Harry & the Natives is a casual restaurant with an eclectic, old Florida ambiance. Popular with locals as well as seasonal residents, it was opened by Jack and Pauline MacArthur in 1952 as The Farm but was renamed when their son Harry, a chef, and daughter Paula took over in 1989. The walls are covered with humorous (and slightly risqué) wooden signs, and most nights there’s live music on the stage adjacent to the large tiki hut dining area.

Portions at Harry’s are generous, and the service is fast and friendly. Sunday brunch is very popular here. The menu includes everything from a Belgian waffle, to biscuits and gravy, to the more exotic gator hash with poached eggs. The lunch and dinner menus include an extensive assortment of sandwiches, including hot pastrami and mahi Reuben. There’s also a good variety of burgers available such as the Bistro burger (blackened, with bacon, grilled onions and Gorgonzola), the Hangover (bacon, over-up egg and maple mayonnaise) and yes, even a fresh-ground gator burger.

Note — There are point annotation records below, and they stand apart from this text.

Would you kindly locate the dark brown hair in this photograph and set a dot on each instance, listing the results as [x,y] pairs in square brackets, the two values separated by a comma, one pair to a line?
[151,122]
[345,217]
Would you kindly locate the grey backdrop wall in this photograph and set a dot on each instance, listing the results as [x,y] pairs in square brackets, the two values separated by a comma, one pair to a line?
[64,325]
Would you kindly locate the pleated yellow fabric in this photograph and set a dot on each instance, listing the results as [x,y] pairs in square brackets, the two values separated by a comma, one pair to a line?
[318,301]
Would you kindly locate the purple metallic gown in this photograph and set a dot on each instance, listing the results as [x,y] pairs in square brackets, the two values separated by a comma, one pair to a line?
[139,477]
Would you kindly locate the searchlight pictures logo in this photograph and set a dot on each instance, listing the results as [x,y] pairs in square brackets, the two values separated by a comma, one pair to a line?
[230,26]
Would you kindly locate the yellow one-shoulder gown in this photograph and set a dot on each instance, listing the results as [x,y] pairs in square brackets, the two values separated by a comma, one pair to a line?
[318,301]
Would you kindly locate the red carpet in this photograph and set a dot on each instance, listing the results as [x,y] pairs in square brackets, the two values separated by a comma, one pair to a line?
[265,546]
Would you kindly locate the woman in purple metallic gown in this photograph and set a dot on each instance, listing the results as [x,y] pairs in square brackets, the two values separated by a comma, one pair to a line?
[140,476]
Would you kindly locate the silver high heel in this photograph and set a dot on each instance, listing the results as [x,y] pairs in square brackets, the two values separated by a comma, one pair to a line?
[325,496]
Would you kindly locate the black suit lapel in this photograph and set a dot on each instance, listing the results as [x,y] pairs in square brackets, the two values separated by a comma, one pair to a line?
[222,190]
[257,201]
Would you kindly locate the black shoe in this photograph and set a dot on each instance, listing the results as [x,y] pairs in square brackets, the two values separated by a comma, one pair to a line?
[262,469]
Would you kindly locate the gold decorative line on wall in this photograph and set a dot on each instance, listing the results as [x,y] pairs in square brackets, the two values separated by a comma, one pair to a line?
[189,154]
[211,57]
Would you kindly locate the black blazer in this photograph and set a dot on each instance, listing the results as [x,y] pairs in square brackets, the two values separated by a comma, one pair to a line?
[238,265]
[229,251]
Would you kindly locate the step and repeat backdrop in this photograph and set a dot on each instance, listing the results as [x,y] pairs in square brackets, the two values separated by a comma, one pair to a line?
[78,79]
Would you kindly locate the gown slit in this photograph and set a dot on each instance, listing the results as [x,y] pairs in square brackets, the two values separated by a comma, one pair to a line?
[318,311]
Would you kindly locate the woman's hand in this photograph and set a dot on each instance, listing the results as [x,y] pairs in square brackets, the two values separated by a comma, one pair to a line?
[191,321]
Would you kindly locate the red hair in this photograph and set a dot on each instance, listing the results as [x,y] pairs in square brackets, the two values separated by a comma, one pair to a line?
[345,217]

In search of some down-home Florida cooking, my husband and I stopped in for dinner recently. We shared a satisfying fried trio platter—a combo of chicken wings, coconut shrimp and house-made onion rings.

Adrienne, our enthusiastic server, praised the burgers, so I ordered a bacon cheeseburger with the works, which was juicy and flavorful. My husband opted for the prime rib (a Friday dinner special), which was perfectly cooked and nicely marbled. It came with soup or salad and a side.

As for dessert, Harry’s is known for their Key lime pie as well as their Mississippi mud pie. Though we didn’t have room to indulge this time, it gives us another good reason to return to Harry & the Natives very soon.